Spent Mon-Wed on Jury service.
Continued fixing problems with gcc-isms in libtrace. Added proper checks for each of the various gcc optimisations that we use in libtrace, e.g. 'pure', 'deprecated', 'unused'. Tested the changes on a variety of system and they seem to be working as expected.
Started testing the new ampy/amp-web on prophet. Found plenty of little bugs that needed fixing, but it now seems to be capable of drawing sensible graphs for most of the collections. Just a couple more to test, along with the matrix.
Replaced the libc resolver with libunbound. Wrote a few wrapper
functions around the library calls to give me data in a linked list of
addrinfo structs in a similar way to getaddrinfo() so that it don't need
to modify the code around tests too much. The older approach with each
test managing the resolver didn't allow caching to work (there was no
way for them to share context/cache), so I moved that all into the main
process. Tests now connect to the main process across a unix socket and
ask for the addresses for their targets.
Using asynchronous calls to the resolver has massively cut the time
taken pre-test, and the caching has cut the number of queries that we
actually have to make. We shouldn't be hammering the DNS servers any more.
Spent a lot of time testing this new approach and trying to track down
one last infrequently occurring memory leak.

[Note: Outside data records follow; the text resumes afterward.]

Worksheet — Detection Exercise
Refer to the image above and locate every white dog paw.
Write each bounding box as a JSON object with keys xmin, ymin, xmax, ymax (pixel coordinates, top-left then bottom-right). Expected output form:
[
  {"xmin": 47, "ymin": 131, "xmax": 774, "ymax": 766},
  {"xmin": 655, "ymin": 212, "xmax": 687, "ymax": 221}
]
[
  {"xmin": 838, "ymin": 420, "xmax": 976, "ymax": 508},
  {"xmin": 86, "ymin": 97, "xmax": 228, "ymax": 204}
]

Finished most of the ampy reimplementation. Implemented all of the remaining collections and documented everything that I hadn't done the previous week, including the external API. Add caching for stream->view and view->groups mappings and added extra methods for querying aspects of the amp meta-data that I had forgotten about, e.g. site information and a list of available meshes.
Started re-working amp-web to use the new ampy API, tidying up a lot of the python side of amp-web as I went. In particular, I've removed a lot of web API functions that we don't use anymore and also broken the matrix handling code down into more manageable functions. Next job is to actually install and test the new ampy and amp-web.
Spent a decent chunk of time chasing down a libtrace bug on Mac OS X, which was proving difficult to replicated. Unfortunately, it turned out that I had already fixed the bug in libtrace 3.0.19 but the reporter didn't realise they were using 3.0.18 instead. Also, received a patch to the libtrace build system to try and better support compilers other than gcc (e.g. clang) which prompted me to take a closer look at some of the gcc-isms in our build process. In the process, I found that our attempts to check if -fvisibility is available was not working at all. Once I had replaced the configure check with something that works, the whole libtrace build broke because some function symbols were no longer being exported. Managed to get it all back working again late on Friday afternoon, but I'll need to make sure the new checks work properly on other systems, particularly FreeBSD 10 which only has clang by default.
Further development has been carried out on the warts analysis based MDA (load balancer topology) simulator. Local data is looking reasonable now and a start has been made on coding the global or distributed data processing part. The program is in the process of being debugged. Furthermore it seems like some analysis of the many to few scenario would be a good idea for this work as it would tie in with the emphasis on many vantage points. Factors included so far include various numbers of stages where controller info is made use of, and a window of 500 traces. The frequency of sending control data is also varied.
The Doubletree and Traceroute simulator runs have been carried out for the data from one day of Caida data collection. I am now in the process of producing graphs from it. Factors included many versus few sources, Doubletree versus Traceroute and varying numbers of stages where control data is sent. It seems like a good idea to also reduce the number of vantage points in several stages, and repeat the simulator runs.